MARS1 <- train(logSalary~., data = training, method = 'earth', trControl = trainControl(method = "cv", number = 10))
MARS1predict <- predict(MARS1, newdata = testing)
cor(MARS1predict, testing$logSalary)^2
## [,1]
## y 0.59092
# When we run MARS1 on the testing data, we end up with an Rsquared value of .59092, which is the highest out of all the models we ran for this project.

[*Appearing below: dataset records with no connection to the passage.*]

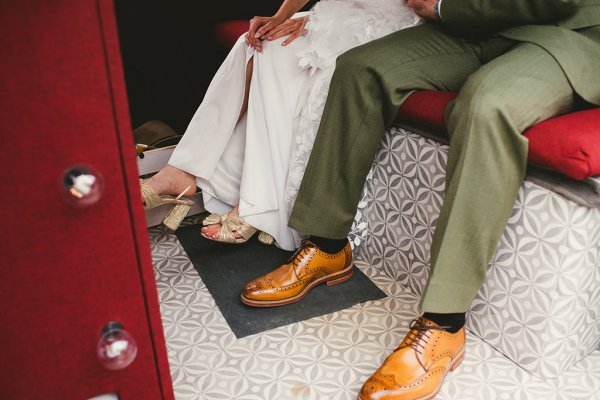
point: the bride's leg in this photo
(213, 230)
(171, 180)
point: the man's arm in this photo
(476, 17)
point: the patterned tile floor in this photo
(324, 358)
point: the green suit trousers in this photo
(504, 87)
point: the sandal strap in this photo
(236, 224)
(214, 219)
(151, 198)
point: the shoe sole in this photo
(331, 280)
(453, 365)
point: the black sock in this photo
(330, 246)
(454, 321)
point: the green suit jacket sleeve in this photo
(476, 18)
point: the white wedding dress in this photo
(258, 163)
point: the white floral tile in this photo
(323, 358)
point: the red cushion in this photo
(569, 144)
(227, 33)
(427, 108)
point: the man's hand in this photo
(423, 8)
(292, 27)
(259, 28)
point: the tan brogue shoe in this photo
(308, 267)
(416, 370)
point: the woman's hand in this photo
(259, 29)
(293, 27)
(423, 8)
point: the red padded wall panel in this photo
(66, 271)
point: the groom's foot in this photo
(416, 370)
(308, 267)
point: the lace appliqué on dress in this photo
(335, 26)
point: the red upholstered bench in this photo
(545, 263)
(569, 144)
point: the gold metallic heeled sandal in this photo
(230, 225)
(180, 209)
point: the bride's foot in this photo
(213, 230)
(172, 181)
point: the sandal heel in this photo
(176, 215)
(265, 238)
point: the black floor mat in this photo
(226, 268)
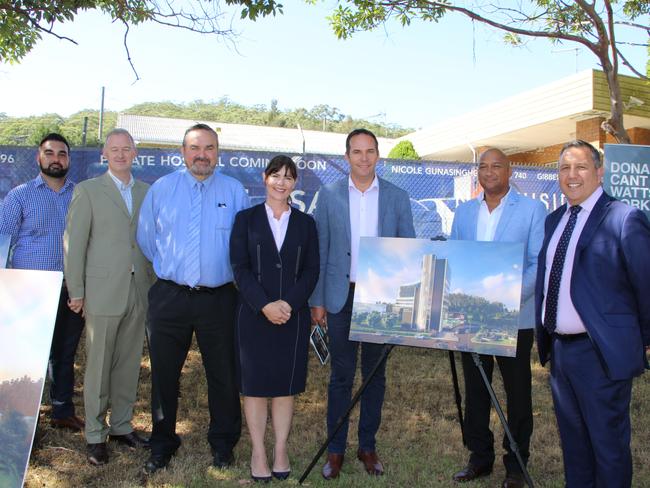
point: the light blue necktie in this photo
(193, 250)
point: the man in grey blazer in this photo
(500, 213)
(361, 205)
(108, 278)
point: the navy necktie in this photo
(193, 249)
(555, 277)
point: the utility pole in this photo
(101, 118)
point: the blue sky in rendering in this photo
(488, 269)
(28, 305)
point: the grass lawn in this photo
(419, 440)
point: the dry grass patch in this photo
(419, 440)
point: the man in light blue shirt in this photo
(502, 214)
(33, 217)
(184, 230)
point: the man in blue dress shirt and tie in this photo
(33, 216)
(184, 231)
(593, 319)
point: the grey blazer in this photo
(333, 223)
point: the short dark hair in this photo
(54, 136)
(279, 162)
(579, 143)
(357, 132)
(204, 127)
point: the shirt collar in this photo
(373, 185)
(121, 186)
(269, 212)
(481, 196)
(588, 205)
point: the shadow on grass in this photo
(419, 440)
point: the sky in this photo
(394, 262)
(413, 76)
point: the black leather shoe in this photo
(97, 454)
(261, 479)
(222, 461)
(471, 472)
(132, 439)
(155, 463)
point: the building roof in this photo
(538, 118)
(533, 119)
(161, 131)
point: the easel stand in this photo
(357, 396)
(457, 397)
(513, 445)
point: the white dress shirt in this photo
(278, 226)
(364, 219)
(125, 190)
(568, 320)
(487, 222)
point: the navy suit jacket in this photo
(610, 285)
(522, 221)
(262, 273)
(333, 222)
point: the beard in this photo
(54, 170)
(197, 170)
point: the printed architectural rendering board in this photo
(459, 295)
(28, 306)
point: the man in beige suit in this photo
(108, 279)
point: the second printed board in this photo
(456, 295)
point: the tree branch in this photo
(128, 54)
(629, 65)
(498, 25)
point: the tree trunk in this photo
(614, 124)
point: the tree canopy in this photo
(24, 22)
(404, 150)
(605, 27)
(30, 130)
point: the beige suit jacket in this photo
(100, 247)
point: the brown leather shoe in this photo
(72, 422)
(133, 440)
(371, 462)
(332, 467)
(97, 454)
(514, 479)
(471, 472)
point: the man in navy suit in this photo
(360, 205)
(500, 213)
(593, 319)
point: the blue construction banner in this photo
(435, 187)
(627, 174)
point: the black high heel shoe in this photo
(281, 475)
(261, 479)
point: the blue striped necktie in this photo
(555, 277)
(193, 249)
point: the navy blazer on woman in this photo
(262, 274)
(609, 285)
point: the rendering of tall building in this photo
(434, 288)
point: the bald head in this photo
(494, 173)
(495, 152)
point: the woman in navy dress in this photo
(275, 261)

LM1-LM4 are all linears models that are coded in different ways and use slightly different methods. In LM1, we built the model ourselves by running a summary and manually taking out the predictors with p-values above .05. LM2 was a forward stepwise model where we started with no predictors and added more as R saw fit. LM3 was a backward stepwise model where R started with all of the predictors and eliminated ones that didn’t contribute much to the model. LM4 was another linear model that used 10 fold cross validation, which breaks the data up into more groups to train, which helps to reduce bias. We got a very low Rsquared for LM1 of .153787. It makes sense that that Rsquared value is low because the model only used two predictors. LM2 and LM3 had the same Rsquared value of .4384241. These two had the highest Rsquared of the four linear models, which means that their predictability on new data is the highest. LM2 kept 10 of the original predictors and LM3 kept 6 of the original predictors after their stepwise procedures. LM4 had an Rsquared value of .4251033, which is slightly lower than LM2 and LM3. In LM4, cross validation kept all of the original predictors. Therefore, there could have been a higher chance of collinearity between the predictors, which may explain why LM4’s Rsquared is not as high as LM2 and LM3. All four of the LM models have high interpretability. The coefficients help to explain how logSalary change with each unit increase in their variables, assuming all else is equal.
Out of the six models, we believe that the MARS1 model is the best because it has the highest Rsquared out of all the models (.59092). This means that the MARS1 model has highest predictability when provided with new data (such as the testing data).